Fai per ritornartene indietro ma senti addosso qualcosa di pesante, un silenzio assordante, nonostante la musica continui a uscire incessante dalle casse. Non è la solita sensazione di avere gli sguardi addosso, è qualcosa di tangibile, che si tocca, e, inoltre, puzza. D’istinto l’occhio va al posto vicino alla finestra, quello che non incontra nessuno. La gente è ammutolita, spaventata. Ti volti di scatto. Neanche Enrico c’è. Ti viene da mettere la mano sulla pistola. È strano quell’impulso. Ti viene solo quando percepisci un pericolo, un serio pericolo. Vai oltre il bancone e ti dirigi verso la stanza sul retro. Nel farlo noti la cassa aperta, ci sono diverse banconote sparse sul pavimento.

EPILOGO
Lo strillo ti parte all’improvviso, incontrollato. È un urlo feroce, di animale ferito a morte. Lo sai che spaventi tutti, ma non riesci a controllarti. Continui a urlare, a sbattere i pugni sul tavolo, a far cadere i bicchieri. Enrico si precipita, dice agli altri di stare calmi, che non è successo niente. Tu lo vedi tutto questo, come spettatore in prima fila. Vedi quel grassone che sudato, che sbraita come un pazzo e il gracile barista che gli si avvicina, lo prende per una spalla e lo fa alzare. Lo regge, l’accompagna attraverso i tavoli e gli ripete di stare calmo, di stare tranquillo. Lo porta dietro il bancone, vuole portarlo sul retro. Per un po’ riprendi i comandi. Sei dietro il banco adesso. Enrico ti precede di qualche metro. Ti fa strada, ti dice di seguirlo. Tu fai si con la testa, gli dici che ti dispiace, che hai fatto una cazzata. E mentre dici queste stronzate la cassa aperta ti attira come una calamita. Ci sono un sacco di contanti, un sacco di soldi. Sono quelli che ti stanno spappolando il cervello. Sono quelli che ti stanno mandando tutto a puttane. Lui è già dentro l’altra stanza. Non può vederti. Potresti prenderli, sgraffignarli a due mani e scappare. Ti si annebbia il cervello, completamente, e lo fai. Cazzo, lo fai per davvero. Prendi i soldi e il contatto con quella carta ti da un brivido tale da farti venire un orgasmo. Hai quasi fatto e sei pronto a scappare. Vaffanculo Enrico, vaffanculo tutti.

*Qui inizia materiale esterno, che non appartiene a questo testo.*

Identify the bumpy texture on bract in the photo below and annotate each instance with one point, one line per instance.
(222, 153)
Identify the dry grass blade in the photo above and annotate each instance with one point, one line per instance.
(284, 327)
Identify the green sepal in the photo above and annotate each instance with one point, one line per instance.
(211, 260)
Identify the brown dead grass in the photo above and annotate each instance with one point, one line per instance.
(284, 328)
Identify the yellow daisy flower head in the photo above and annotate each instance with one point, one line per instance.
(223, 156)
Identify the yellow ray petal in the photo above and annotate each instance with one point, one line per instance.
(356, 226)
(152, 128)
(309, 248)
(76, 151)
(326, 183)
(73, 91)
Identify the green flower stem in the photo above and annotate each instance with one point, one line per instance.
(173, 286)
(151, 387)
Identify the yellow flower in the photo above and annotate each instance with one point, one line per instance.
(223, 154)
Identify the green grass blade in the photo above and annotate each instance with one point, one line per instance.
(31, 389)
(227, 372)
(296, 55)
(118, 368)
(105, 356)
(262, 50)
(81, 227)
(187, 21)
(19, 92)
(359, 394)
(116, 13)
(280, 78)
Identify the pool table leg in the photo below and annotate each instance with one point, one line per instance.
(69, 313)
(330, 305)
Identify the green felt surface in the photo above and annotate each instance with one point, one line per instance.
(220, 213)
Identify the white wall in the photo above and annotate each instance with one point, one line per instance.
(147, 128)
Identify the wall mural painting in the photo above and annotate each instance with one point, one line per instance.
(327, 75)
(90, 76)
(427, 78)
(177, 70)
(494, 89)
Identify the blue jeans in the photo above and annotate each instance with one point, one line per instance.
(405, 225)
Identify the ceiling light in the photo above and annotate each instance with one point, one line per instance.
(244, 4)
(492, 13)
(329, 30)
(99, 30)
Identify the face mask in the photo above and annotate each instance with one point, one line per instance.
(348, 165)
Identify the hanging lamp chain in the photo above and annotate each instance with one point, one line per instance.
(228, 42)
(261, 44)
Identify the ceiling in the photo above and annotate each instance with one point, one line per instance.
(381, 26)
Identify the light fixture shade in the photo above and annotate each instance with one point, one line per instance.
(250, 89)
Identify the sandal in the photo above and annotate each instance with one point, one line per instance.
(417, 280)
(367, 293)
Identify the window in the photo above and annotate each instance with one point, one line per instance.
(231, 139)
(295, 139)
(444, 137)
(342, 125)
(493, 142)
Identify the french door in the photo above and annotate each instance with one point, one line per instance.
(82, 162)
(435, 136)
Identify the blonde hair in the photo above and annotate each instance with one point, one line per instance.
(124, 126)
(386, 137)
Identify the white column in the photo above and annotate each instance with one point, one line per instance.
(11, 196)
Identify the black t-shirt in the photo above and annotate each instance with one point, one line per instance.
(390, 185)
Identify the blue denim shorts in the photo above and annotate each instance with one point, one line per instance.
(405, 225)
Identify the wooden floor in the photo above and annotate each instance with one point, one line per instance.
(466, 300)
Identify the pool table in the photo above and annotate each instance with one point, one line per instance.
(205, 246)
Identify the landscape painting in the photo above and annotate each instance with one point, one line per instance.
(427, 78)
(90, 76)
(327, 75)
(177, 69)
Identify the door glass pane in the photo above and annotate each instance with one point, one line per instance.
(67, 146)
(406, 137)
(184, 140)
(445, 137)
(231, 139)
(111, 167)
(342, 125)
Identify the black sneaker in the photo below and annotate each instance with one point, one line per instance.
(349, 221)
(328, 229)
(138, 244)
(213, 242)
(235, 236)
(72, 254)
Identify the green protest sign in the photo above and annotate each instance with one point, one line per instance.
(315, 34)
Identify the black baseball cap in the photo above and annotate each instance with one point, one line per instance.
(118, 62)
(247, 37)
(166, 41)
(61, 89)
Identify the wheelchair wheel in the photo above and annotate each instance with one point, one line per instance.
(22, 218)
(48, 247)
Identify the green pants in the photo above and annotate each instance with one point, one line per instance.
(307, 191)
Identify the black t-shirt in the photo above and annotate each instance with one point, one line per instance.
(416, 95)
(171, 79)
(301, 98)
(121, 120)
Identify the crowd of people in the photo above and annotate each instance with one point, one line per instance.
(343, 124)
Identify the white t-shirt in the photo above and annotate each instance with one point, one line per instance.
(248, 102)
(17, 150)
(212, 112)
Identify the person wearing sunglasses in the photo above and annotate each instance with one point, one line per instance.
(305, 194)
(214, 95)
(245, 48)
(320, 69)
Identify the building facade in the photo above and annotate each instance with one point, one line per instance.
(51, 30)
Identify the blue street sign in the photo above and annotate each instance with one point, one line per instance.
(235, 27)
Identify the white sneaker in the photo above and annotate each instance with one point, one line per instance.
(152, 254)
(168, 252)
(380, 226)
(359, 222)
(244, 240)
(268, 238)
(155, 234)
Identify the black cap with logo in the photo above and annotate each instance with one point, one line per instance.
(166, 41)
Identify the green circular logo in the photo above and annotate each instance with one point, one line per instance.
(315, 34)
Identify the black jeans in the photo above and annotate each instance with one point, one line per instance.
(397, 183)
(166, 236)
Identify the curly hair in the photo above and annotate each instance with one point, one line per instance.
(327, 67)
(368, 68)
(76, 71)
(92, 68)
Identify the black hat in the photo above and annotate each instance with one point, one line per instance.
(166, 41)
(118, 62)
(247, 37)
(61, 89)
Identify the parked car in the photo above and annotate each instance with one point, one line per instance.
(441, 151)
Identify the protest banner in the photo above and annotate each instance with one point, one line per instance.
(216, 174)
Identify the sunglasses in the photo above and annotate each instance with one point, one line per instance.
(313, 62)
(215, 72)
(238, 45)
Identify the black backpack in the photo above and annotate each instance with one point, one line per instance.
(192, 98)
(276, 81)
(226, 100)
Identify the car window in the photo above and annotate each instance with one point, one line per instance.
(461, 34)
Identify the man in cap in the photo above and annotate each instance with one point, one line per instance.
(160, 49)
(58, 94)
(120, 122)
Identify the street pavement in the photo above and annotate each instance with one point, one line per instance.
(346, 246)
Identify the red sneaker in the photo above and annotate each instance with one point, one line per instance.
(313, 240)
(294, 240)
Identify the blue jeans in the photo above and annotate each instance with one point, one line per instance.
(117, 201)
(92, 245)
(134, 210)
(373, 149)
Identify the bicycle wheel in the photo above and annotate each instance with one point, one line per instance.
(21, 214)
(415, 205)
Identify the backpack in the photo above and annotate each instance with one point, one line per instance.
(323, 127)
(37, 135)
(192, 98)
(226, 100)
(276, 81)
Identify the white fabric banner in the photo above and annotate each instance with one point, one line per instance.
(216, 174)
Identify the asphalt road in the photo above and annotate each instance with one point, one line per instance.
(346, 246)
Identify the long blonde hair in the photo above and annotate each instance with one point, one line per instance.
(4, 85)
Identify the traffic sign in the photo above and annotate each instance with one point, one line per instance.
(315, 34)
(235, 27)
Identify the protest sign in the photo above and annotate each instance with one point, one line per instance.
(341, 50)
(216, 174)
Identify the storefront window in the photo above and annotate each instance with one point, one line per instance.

«Ma che fai?», è lui. Ti ha visto. Rimani fermo per qualche secondo, minuto. Lui anche. Il tempo si cristallizza, lo spazio si riduce a quei pochi metri quadri che vi separano. Quando l’incantesimo svanisce lui si avvicina e ti salta al collo. Tu sei più grosso di lui, potresti abbatterlo con poca difficoltà, ma la sua forza ti sorprende e riesce a trascinarti nel retro. Ruzzolate a terra, fate cadere utensili, piatti, posate. Ti molla pugni, ginocchiate, tu non riesci a fare nulla, sei in sua balia. Sta avendo la meglio e forse è un bene, speri che ti massacri di botte, basta che la faccia finita. Ti pesta di brutto, tu sotto lui sopra a cavalcioni. Ti sputa frasi, lacrime, bestemmie ma tu non riesci a scandirle, le ricevi come un unico groviglio bavoso. Stai perdendo i sensi, te ne stai andando all’altro mondo, e l’unico pensiero che ti viene in mente è che hai voglia di un grosso bombolone alla crema. Già, lo vorresti con tutto il cuore quel bombolone. Chissà cosa faresti per averlo. Pensi che faresti di tutto.
Forse è per il bombolone, forse per il principio di autoconservazione, sta di fatto che vedi qualcosa che luccica a pochi centimetri da te. Stai morendo, però quel bombolone lo vuoi, lo desideri così tanto che riesci ad afferrare quel maledetto coltello e a piantarlo alla gola di Enrico. Glielo pianti forte, così tanto da bucargli il cranio, facendoti un male cane alla mano e inondandoti di sangue caldo e denso.
Quando ti giri vedi il tuo amico che entra nella stanza. Con l’uniforme e la pistola impugnata è davvero bello, imponente, vorresti essere come lui.
«È tardi, amico mio, sei arrivato tardi.»
Chiudi gli occhi e speri tanto, veramente, che Nicola premi quel fottuto grilletto.